Frauen-Hürdensprint im Umbruch?

Arbeitsgruppe des Weltverbandes beschäftigt sich mit Alternativen

Kirsten Bolm18.11.01 (fc) Eine vom Weltverband IAAF ins Leben gerufene Arbeitsgruppe beschäftigt sich mit den Möglichkeiten, die 100 Meter Hürden der Frauen neu zu definieren. Hintergrund dieser Überlegungen ist, den Bewerb technisch anspruchsvoller und damit für die Sprinterinnen etwas schwieriger zu machen. 

Die Diskussion, die Strecke von 100 auf 110 Meter - wie bei den Männern - und ebenso die Höhe der Hürden von derzeit 84 Zentimetern zu erhöhen, ist nicht neu, nachdem gerade in den letzten Jahren Wettkämpfe wie Stabhochsprung, Hammerwerfen und 3000 Meter Hindernis auch den Frauen eröffnet und damit den Männern angepasst wurden.
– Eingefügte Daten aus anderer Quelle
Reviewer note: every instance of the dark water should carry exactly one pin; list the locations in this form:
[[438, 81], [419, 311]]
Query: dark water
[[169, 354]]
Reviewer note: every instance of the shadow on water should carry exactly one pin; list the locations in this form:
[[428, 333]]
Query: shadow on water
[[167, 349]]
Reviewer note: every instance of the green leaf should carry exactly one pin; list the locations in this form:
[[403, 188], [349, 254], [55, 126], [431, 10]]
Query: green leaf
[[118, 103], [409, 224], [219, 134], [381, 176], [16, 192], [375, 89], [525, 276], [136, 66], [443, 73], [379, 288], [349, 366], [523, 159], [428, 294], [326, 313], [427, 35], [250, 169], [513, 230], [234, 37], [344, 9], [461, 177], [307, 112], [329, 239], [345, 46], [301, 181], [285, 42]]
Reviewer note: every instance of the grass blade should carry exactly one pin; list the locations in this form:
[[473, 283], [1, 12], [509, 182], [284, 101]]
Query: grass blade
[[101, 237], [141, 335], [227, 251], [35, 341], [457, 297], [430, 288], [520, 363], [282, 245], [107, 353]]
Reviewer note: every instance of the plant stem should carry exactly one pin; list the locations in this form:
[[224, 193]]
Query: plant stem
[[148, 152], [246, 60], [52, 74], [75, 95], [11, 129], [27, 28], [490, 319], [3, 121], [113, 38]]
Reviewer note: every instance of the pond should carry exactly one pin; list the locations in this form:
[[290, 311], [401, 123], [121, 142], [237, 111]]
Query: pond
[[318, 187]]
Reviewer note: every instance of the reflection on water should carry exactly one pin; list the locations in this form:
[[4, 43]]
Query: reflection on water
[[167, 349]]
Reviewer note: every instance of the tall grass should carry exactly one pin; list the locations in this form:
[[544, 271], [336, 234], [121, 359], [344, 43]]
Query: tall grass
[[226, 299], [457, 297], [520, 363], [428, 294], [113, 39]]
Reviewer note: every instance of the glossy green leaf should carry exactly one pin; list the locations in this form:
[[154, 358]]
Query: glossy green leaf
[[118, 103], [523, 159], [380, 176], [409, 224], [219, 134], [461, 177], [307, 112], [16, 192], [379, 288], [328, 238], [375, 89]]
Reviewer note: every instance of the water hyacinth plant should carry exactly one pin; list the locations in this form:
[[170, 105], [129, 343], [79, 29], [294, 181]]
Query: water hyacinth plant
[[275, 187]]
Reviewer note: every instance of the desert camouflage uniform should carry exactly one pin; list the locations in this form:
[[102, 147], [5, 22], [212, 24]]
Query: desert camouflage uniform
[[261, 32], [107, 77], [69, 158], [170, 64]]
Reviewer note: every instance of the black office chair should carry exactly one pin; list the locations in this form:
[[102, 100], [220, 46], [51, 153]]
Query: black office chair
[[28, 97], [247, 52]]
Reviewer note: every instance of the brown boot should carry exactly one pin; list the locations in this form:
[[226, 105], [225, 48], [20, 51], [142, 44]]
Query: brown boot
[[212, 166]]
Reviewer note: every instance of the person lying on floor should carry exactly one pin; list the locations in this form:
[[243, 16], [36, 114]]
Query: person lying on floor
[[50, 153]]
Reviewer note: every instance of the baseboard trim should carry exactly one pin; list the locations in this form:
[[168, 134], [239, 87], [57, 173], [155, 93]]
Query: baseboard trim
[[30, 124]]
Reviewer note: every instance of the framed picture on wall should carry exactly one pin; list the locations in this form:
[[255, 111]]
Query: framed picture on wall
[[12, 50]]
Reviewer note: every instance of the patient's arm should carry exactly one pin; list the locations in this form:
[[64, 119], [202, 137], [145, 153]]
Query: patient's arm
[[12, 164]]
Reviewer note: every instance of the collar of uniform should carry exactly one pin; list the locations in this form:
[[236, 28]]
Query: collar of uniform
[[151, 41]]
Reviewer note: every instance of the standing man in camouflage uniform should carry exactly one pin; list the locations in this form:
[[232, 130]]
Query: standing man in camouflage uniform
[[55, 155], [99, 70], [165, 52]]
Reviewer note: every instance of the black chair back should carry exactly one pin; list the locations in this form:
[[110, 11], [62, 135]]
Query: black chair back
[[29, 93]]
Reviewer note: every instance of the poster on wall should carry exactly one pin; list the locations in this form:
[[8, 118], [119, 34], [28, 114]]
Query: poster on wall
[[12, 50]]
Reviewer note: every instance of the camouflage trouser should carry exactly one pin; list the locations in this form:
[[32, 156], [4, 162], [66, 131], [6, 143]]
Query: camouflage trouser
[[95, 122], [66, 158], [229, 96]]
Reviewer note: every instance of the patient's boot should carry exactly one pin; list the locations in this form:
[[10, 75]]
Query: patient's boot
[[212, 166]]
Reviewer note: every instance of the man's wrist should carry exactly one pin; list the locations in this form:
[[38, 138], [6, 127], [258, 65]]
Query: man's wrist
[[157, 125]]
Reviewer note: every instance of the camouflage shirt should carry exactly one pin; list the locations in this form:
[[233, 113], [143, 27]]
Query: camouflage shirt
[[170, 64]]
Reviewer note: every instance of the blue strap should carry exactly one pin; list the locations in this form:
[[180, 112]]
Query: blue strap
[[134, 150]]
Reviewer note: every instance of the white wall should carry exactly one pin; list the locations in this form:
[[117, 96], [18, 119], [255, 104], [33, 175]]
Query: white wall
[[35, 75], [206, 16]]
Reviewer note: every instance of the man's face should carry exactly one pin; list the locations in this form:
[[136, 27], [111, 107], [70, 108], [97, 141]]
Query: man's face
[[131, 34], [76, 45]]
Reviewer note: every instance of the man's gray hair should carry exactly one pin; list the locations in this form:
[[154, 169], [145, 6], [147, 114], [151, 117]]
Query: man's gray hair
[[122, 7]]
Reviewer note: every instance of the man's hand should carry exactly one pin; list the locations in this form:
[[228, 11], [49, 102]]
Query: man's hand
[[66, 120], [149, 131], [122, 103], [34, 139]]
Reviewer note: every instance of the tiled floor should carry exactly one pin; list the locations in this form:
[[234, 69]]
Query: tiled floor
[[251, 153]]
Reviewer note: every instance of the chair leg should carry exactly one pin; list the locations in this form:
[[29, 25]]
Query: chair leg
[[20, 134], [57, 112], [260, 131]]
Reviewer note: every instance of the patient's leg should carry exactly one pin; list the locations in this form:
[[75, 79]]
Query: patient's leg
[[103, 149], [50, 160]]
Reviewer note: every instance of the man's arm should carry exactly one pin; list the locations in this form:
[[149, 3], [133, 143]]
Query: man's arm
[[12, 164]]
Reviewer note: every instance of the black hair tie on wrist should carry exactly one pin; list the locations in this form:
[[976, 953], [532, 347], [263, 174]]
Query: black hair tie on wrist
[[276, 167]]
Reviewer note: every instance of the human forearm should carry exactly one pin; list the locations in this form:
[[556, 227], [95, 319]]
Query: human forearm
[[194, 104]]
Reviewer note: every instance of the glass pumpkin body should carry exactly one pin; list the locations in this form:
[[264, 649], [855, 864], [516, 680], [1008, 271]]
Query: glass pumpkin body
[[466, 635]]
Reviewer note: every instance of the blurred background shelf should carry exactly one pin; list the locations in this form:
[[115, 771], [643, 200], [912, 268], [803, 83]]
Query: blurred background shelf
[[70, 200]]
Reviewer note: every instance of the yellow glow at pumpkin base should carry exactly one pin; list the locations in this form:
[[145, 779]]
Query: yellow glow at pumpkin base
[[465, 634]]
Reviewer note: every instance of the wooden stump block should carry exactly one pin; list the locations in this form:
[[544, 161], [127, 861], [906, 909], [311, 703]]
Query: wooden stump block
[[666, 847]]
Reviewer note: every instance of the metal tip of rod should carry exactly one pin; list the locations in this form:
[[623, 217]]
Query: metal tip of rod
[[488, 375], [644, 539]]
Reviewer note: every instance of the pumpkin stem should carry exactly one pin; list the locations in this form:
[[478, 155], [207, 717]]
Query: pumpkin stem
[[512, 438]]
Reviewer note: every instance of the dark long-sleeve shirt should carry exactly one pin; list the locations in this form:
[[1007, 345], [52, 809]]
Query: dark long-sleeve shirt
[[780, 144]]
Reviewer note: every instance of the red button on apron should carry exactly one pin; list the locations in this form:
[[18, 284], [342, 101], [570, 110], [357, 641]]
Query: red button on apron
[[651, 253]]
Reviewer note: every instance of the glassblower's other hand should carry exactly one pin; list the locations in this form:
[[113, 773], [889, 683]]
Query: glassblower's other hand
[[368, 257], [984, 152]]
Bei einem Meeting am 6. August in Edmonton hat sich die Arbeitsgruppe bereits mit für den Hürdensprint der Frauen denkbaren Alternativen auseinandergesetzt. Man kam darin überein, die Strecke von 100 Metern beizubehalten, allerdings im nächsten Jahr einzelne Testwettkämpfe mit um sieben Zentimeter höheren Hürden (91 Zentimeter) und einem 40 Zentimeter längeren Abstand (also 8,80 Meter) zwischen den Hürden durchzuführen.

Die Erkenntnisse aus diesen Versuchen sollen gesammelt und dann der Frauen-Kommission und dem technischen Komitee des Weltverbandes, die auch die Arbeitsgruppe bilden, vorgelegt werden, ehe das IAAF Council darüber beraten kann. Aber erst, wenn danach Regeländerungen im Frauen-Hürdensprint sinnvoll erscheinen, wird der nächste IAAF-Kongress 2003 darüber beschließen können. Es wird also noch einige Diskussionen und Überlegungen geben, bevor die Wettkampfregeln der 100 Meter Hürden der Frauen - wenn überhaupt - etwas umgeschrieben werden.